L’evento, organizzato dalla Prefettura di Ragusa in sinergia con i Comuni di Ragusa e Comiso e l’Ufficio Scolastico Provinciale, ha rappresentato un momento di profonda riflessione collettiva su una delle pagine più tragiche della storia del Novecento.
La giornata ha avuto inizio nel Capoluogo, dove, alla presenza delle massime Autorità civili e militari, è stata deposta una corona di fiori dinanzi alla lapide dedicata “Ai martiri delle foibe ed agli esuli di Istria, Fiume e Dalmazia”.
Successivamente, il cuore della commemorazione si è spostato a Comiso. Il Prefetto, Tania Giallongo, ha scelto con forza il Teatro Naselli come palcoscenico per un incontro diretto con il mondo della scuola, sottolineando l’importanza di una memoria che non sia solo celebrazione, ma educazione attiva.

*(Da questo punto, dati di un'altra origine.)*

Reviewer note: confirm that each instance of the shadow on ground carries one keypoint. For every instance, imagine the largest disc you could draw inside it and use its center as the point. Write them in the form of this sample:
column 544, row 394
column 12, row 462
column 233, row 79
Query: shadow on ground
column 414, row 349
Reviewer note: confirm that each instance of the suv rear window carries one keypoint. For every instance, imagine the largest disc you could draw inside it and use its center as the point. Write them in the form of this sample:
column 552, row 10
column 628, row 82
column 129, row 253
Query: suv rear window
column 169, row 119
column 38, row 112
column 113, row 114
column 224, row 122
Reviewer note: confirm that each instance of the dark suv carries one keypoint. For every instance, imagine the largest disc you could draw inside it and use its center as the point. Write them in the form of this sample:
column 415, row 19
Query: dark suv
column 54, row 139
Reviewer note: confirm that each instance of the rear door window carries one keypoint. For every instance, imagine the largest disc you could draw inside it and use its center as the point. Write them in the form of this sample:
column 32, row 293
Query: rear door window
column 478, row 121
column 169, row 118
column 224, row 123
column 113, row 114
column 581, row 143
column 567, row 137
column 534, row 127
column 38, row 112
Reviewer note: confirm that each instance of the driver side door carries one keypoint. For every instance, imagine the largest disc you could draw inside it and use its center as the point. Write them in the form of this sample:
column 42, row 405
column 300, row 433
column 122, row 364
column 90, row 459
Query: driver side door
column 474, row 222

La forza dell’evento è risieduta nella partecipazione degli studenti degli istituti I.S.I.S. “G. Carducci”, I.C. “Verga”, I.C. “Pirandello” e I.C. “G. Bufalino”. Attraverso letture, intermezzi musicali e rappresentazioni teatrali, i giovani hanno dato voce al dolore degli esuli e al dramma delle vittime, trasformando i dati storici in emozioni condivise.
“La scuola, insieme alle istituzioni, assume un ruolo fondamentale nella trasmissione dei valori della pace e della comprensione storica,” ha dichiarato il Prefetto Giallongo.

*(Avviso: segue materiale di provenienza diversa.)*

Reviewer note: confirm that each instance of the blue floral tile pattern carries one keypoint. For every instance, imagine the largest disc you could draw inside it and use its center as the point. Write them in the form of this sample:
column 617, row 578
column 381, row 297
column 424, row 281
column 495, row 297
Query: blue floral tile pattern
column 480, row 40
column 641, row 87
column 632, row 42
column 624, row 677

Durante gli interventi è emerso un messaggio chiaro: il sacrificio delle vittime delle foibe non deve cadere nell’oblio. Le nuove generazioni sono state investite del ruolo di “custodi della memoria”, con il compito di trasformare il ricordo in responsabilità e rispetto reciproco. L’obiettivo è costruire una società consapevole, capace di prevenire il ripetersi di simili orrori.
Alla cerimonia hanno preso parte le autorità locali, i rappresentanti delle associazioni combattentistiche e d’arma e una folta delegazione di studenti, rendendo l’intera mattinata un esempio virtuoso di partecipazione civica e vicinanza istituzionale.